Who cares what the average person will go through and do though? We’re each responsible for ourselves and how we choose to go about life, even if vastly differs from the general population.
Who cares what the average person will go through and do though? We’re each responsible for ourselves and how we choose to go about life, even if vastly differs from the general population.
Leaking bits of individuality is one issue.
The other is that once a tech choice becomes too niche, it stops being supported:
- Technically anyone can run their own email server but from what I hear if you do, some providers will treat you as spam.
- Niche features get removed from products.
- Some niche usecases depend on legal support.

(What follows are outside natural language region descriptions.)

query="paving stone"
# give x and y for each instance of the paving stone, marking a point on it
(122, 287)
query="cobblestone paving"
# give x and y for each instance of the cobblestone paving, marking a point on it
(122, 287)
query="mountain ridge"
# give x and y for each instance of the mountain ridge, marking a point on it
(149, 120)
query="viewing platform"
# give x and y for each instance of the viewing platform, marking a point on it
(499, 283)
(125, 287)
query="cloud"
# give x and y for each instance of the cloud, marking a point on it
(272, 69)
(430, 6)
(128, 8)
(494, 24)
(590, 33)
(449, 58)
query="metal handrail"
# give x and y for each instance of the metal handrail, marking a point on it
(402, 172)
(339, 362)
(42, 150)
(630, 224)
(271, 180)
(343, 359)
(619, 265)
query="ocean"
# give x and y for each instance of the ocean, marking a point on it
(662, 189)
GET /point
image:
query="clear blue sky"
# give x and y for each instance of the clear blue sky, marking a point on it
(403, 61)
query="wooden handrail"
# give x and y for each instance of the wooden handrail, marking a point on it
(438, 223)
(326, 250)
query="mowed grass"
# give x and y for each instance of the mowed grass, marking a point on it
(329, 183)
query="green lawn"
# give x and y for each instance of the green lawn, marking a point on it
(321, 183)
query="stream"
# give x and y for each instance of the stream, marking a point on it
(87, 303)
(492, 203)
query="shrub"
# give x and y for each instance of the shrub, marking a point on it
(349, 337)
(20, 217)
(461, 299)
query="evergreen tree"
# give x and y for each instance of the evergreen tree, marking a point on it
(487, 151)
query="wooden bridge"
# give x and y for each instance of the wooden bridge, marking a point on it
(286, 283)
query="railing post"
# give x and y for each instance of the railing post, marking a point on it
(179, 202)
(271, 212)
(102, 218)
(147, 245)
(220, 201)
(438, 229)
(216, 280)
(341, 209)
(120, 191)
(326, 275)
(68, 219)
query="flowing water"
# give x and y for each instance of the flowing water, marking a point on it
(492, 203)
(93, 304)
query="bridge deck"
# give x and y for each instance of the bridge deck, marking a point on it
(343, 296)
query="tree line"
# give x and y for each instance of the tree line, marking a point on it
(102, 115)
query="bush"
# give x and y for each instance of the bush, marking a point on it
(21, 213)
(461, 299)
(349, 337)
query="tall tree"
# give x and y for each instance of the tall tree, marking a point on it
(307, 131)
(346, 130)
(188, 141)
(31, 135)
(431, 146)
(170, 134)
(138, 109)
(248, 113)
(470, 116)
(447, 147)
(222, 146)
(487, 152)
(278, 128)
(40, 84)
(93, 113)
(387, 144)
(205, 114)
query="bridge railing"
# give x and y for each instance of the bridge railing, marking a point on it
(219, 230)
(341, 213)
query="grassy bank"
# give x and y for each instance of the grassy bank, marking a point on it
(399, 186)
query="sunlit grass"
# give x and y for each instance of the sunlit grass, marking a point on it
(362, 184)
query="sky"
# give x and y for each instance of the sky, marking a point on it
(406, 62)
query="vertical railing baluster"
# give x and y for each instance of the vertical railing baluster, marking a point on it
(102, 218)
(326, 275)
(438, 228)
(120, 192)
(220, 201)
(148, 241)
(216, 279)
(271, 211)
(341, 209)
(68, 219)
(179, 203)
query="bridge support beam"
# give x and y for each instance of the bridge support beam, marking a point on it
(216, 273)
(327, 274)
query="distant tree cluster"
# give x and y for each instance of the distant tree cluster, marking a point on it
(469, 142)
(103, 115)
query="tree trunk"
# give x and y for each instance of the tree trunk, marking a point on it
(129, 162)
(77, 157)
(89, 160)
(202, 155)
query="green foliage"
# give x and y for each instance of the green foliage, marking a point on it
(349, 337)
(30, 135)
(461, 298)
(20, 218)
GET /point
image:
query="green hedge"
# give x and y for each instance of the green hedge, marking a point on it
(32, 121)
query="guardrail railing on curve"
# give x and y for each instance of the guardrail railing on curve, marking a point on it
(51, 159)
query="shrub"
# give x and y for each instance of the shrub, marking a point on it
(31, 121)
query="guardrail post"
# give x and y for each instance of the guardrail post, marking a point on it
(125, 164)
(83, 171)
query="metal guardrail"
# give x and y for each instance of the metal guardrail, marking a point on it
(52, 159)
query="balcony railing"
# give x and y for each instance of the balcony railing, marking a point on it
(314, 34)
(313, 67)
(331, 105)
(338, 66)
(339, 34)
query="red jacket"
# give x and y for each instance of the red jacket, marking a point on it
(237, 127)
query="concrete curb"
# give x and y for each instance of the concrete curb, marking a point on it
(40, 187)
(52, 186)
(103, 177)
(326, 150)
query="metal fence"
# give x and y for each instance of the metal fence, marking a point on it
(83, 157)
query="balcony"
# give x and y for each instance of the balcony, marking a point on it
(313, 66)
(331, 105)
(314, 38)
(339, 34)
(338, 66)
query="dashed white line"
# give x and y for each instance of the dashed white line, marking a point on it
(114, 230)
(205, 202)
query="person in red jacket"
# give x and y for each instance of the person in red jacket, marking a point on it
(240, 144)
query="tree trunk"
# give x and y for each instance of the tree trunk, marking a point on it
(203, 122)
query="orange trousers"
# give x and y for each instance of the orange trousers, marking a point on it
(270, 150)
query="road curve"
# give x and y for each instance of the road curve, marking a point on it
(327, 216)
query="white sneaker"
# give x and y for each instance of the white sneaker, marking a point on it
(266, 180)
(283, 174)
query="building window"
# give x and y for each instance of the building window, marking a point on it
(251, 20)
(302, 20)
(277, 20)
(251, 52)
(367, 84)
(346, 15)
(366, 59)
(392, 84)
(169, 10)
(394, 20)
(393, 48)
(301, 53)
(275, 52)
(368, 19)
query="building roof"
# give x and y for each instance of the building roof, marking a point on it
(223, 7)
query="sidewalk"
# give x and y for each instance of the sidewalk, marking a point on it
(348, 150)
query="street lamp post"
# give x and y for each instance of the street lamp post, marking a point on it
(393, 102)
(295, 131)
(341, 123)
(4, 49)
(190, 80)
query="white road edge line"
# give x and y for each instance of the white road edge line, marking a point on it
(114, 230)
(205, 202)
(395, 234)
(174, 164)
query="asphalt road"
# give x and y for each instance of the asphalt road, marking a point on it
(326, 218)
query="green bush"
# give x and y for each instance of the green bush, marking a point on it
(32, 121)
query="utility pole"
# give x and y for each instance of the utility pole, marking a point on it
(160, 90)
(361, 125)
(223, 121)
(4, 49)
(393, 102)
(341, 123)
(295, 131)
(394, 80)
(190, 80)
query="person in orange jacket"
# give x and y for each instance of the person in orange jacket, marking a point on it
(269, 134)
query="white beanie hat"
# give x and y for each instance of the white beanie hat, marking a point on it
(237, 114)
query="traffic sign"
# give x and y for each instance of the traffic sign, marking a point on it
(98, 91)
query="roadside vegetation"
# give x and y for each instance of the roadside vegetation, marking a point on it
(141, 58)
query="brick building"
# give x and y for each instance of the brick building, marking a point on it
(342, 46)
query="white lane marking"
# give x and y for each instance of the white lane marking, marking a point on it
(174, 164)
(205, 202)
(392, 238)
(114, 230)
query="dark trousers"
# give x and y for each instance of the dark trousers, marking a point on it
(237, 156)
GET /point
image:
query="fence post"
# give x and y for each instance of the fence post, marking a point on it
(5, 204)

Running programs on a device you own without going through a gatekeeper ("sideloading") may be required in some jurisdictions (EU, any others?) but there's nothing stopping the almost-monopolies from making it impossible elsewhere.
Ironically, if your setup is too niche (e.g. browsing privacy configuration) you can be easily tracked, though no one will bother, but captcha's will certainly not miss you.
This is the rub, tech is able to track you based on your browser, viewport size, os, location (a vpn still has a location if you aren’t rotating) and more. I use Firefox for privacy and just that measure alone rules out 97% of internet traffic and zeros down who I am within 3%. How private am I if I default to that 3%. 1440p monitor and a half screen Firefox viewport? Now we’re building an advertising profile!
If targeted advertising is your main threat, then you are lucky to _currently_ live in a country whose government _currently_ does not consider you an enemy or potential enemy. Many people are not that lucky and many people will become unlucky despite not changing anything about themselves.